Mas prefiro o "expressionismo realista" de "O Vencedor" ao expressionismo de butique do "Cisne Negro". Darren Aronofsky é daqueles cineastas que levanta muita poeira, adora chocar o espectador para deixar uma marca constante. Mas as dores que ele causa incomodam na hora. Após um tempo, sobra pouca coisa. Não por acaso, seu filme mais memorável, cuja dor permanece latente, é o seu mais realista, "O Lutador".

E o grande achado de "O Vencedor" são as irmãs e a mãe de Bale. Funcionam como um ente único, uma criatura só de várias pernas, braços e cabeças. Lembram aqueles desenhos animados tipo Smurfs, e, principalmente, aquela gang de mafiosos da Corrida Maluca. Pior é saber que criaturas assim funcionam na vida real, caricaturas ambulantes.

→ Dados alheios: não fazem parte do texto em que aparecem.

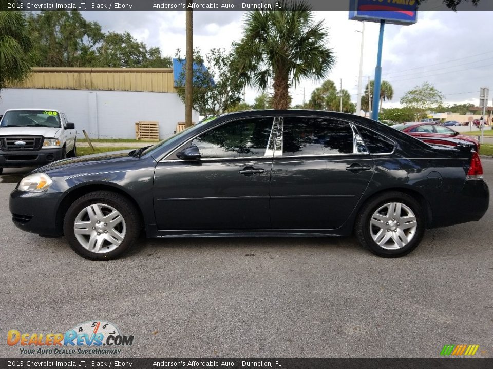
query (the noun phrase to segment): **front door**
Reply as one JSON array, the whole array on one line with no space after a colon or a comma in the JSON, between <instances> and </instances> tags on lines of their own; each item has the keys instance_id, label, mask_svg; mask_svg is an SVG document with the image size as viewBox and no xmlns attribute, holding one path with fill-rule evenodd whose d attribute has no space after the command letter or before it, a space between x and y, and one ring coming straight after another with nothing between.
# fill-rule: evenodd
<instances>
[{"instance_id":1,"label":"front door","mask_svg":"<svg viewBox=\"0 0 493 369\"><path fill-rule=\"evenodd\" d=\"M362 140L349 123L325 117L285 117L279 132L282 145L276 146L271 175L273 228L340 227L373 174Z\"/></svg>"},{"instance_id":2,"label":"front door","mask_svg":"<svg viewBox=\"0 0 493 369\"><path fill-rule=\"evenodd\" d=\"M158 163L154 188L158 228L269 228L273 153L267 147L274 119L248 118L220 125L176 150L196 146L200 159L172 155Z\"/></svg>"}]
</instances>

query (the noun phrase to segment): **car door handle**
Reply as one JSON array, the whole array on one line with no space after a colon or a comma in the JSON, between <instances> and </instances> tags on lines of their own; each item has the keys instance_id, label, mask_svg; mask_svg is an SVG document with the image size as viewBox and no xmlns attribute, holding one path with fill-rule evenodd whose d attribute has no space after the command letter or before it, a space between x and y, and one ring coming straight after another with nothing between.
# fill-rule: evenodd
<instances>
[{"instance_id":1,"label":"car door handle","mask_svg":"<svg viewBox=\"0 0 493 369\"><path fill-rule=\"evenodd\" d=\"M359 172L361 170L370 170L371 167L367 165L362 165L361 164L351 164L349 167L346 167L346 170L351 171L351 172Z\"/></svg>"},{"instance_id":2,"label":"car door handle","mask_svg":"<svg viewBox=\"0 0 493 369\"><path fill-rule=\"evenodd\" d=\"M244 174L247 177L250 177L254 174L263 173L266 170L262 169L262 168L254 168L253 167L245 167L244 168L240 170L238 173L239 173L240 174Z\"/></svg>"}]
</instances>

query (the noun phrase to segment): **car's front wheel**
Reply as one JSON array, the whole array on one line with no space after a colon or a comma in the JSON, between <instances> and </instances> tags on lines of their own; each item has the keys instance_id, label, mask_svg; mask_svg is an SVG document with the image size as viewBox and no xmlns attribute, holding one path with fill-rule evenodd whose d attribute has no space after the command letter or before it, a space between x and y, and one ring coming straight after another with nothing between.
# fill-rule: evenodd
<instances>
[{"instance_id":1,"label":"car's front wheel","mask_svg":"<svg viewBox=\"0 0 493 369\"><path fill-rule=\"evenodd\" d=\"M379 256L397 257L414 250L425 231L420 203L402 192L383 194L362 209L355 225L360 243Z\"/></svg>"},{"instance_id":2,"label":"car's front wheel","mask_svg":"<svg viewBox=\"0 0 493 369\"><path fill-rule=\"evenodd\" d=\"M123 255L137 240L140 230L138 214L119 194L90 192L69 208L64 232L79 255L91 260L112 260Z\"/></svg>"}]
</instances>

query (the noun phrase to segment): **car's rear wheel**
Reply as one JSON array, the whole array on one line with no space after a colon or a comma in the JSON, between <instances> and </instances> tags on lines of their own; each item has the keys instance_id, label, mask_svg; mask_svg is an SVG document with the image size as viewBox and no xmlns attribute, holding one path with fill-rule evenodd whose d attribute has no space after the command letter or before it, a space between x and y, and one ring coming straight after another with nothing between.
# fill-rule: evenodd
<instances>
[{"instance_id":1,"label":"car's rear wheel","mask_svg":"<svg viewBox=\"0 0 493 369\"><path fill-rule=\"evenodd\" d=\"M425 231L420 203L402 192L383 194L365 204L355 225L360 243L379 256L397 257L414 250Z\"/></svg>"},{"instance_id":2,"label":"car's rear wheel","mask_svg":"<svg viewBox=\"0 0 493 369\"><path fill-rule=\"evenodd\" d=\"M126 252L140 229L138 213L125 197L110 191L84 195L69 208L64 232L70 247L91 260L112 260Z\"/></svg>"}]
</instances>

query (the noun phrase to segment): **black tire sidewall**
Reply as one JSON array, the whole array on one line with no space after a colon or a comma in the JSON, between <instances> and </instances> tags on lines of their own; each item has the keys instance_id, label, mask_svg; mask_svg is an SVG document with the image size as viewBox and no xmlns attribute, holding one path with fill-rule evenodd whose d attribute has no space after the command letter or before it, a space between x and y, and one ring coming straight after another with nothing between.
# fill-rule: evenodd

Em certo momento, a estética "tosca" de "O Vencedor" estava começando a me incomodar, mas quando o personagem de Bale assiste ao documentário sobre sua vida, tudo começa a fazer sentido. É a realidade-ficção dentro de um filme baseado em fatos reais. A simulação da verdade é a chave para se entender o cinema contemporâneo.